Publié le 26 janvier 2021
ÉCONOMIE
Souveraineté technologique : la pénurie de puces électroniques, un court-circuit pour la relance
Plusieurs constructeurs automobiles dont Volkswagen ou Audi ont dû ralentir voire fermer certaines lignes de production de véhicules à cause d'une pénurie de puces électroniques. L'Europe, ultra-dépendante de ces composants informatiques, voudrait être plus autonome en la matière. Une quinzaine d'États membres, dont la France, veulent ainsi lancer une alliance industrielle pour assurer leur souveraineté en la matière.

gorodenkoff / Istock
Ford, Toyota, Audi… Les constructeurs et équipementiers du monde entier tournent au ralenti à cause d’une pénurie de puces électroniques, essentielles à la fabrication des véhicules modernes. Ces composants sont en effet utilisés dans la gestion informatique des moteurs, contribuent aux systèmes de navigation embarqués et gèrent les fonctions d’assistance à la conduite, comme le freinage d’urgence.
Face à cette situation, le 15 janvier, une des usines Ford dans le Kentucky a été forcée de ralentir le rythme. Le constructeur rejoint ainsi Volkswagen qui avait annoncé, deux jours plus tôt, mettre à l’arrêt deux lignes de production sur son site historique de Wolfsburg en raison de la pénurie de semi-conducteurs. Toyota Motor a lui indiqué fermer ses lignes de production en Chine. Pour le monde automobile, cette pénurie est un désastre.
L'Europe détient seulement 10 % du marché des puces électroniques
Plusieurs raisons expliquent ce phénomène. D’abord, une explosion de la demande des semi-conducteurs par l’électronique domestique : consoles de jeux, téléphones portables, ordinateurs, etc. Les producteurs de puces électroniques, essentiellement asiatiques et américains, ont ainsi réajusté leur ligne de production, pendant le Covid-19, vers ces secteurs dont la demande a explosé.
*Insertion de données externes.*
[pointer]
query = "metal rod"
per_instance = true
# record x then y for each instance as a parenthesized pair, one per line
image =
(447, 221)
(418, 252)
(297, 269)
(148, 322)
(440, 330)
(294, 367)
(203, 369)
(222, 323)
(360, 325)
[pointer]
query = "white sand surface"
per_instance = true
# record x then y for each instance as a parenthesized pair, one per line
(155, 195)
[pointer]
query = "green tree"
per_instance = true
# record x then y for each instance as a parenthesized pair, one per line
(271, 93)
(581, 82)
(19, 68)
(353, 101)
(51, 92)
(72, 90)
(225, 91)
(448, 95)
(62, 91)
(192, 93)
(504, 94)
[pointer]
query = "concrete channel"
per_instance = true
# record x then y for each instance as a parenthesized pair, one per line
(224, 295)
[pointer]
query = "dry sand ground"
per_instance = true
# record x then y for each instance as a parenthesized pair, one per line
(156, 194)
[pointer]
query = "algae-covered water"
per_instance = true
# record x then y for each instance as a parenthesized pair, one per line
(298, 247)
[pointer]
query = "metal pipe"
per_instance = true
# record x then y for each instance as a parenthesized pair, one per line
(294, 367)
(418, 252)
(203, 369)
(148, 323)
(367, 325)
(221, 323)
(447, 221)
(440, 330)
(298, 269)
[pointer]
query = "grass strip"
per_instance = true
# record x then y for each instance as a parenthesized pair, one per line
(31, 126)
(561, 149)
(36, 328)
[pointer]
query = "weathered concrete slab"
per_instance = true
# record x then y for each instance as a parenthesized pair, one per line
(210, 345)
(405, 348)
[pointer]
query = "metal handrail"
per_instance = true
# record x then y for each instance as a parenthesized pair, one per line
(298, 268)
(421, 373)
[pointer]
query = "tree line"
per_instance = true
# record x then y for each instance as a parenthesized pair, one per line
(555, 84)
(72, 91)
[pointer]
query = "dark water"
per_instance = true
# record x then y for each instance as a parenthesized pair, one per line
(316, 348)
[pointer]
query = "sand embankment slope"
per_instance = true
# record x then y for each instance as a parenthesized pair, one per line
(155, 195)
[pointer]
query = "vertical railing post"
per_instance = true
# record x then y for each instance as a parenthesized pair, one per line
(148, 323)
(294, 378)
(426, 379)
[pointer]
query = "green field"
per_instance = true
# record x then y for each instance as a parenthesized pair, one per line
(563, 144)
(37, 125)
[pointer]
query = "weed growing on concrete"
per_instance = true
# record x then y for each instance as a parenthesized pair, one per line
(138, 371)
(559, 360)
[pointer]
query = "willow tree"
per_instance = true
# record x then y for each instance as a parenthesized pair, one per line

Or, les constructeurs automobiles sont arrivés trop tard. "Les pénuries de puce devraient durer jusqu’en 2021, car il faudra entre six et neuf mois aux fabricants de semi-conducteurs pour réaligner la production", prévoit même le New York Times.
La situation est telle que le dimanche 24 janvier, le ministre allemand de l’Économie, Peter Altmaier a envoyé une lettre à son homologue taïwanais Wang Mei-hua pour qu’il fasse pression sur les principaux fournisseurs du pays comme Semiconductor Manufacturing Co Ldt (TSMC). La situation repose la question de la dépendance de l’Europe. Aujourd’hui, la zone ne détient que 10 % du marché mondial des semi-conducteurs, évalué à 440 milliards d’euros. En décembre, une quinzaine de pays de l’Union européenne, dont la France, ont ainsi annoncé vouloir créer une "future alliance industrielle" sur ce sujet alors que les tensions géopolitiques entre la Chine et les États-Unis avec des restrictions de licences d’exportations ont rendu la situation encore moins favorable à l’Europe.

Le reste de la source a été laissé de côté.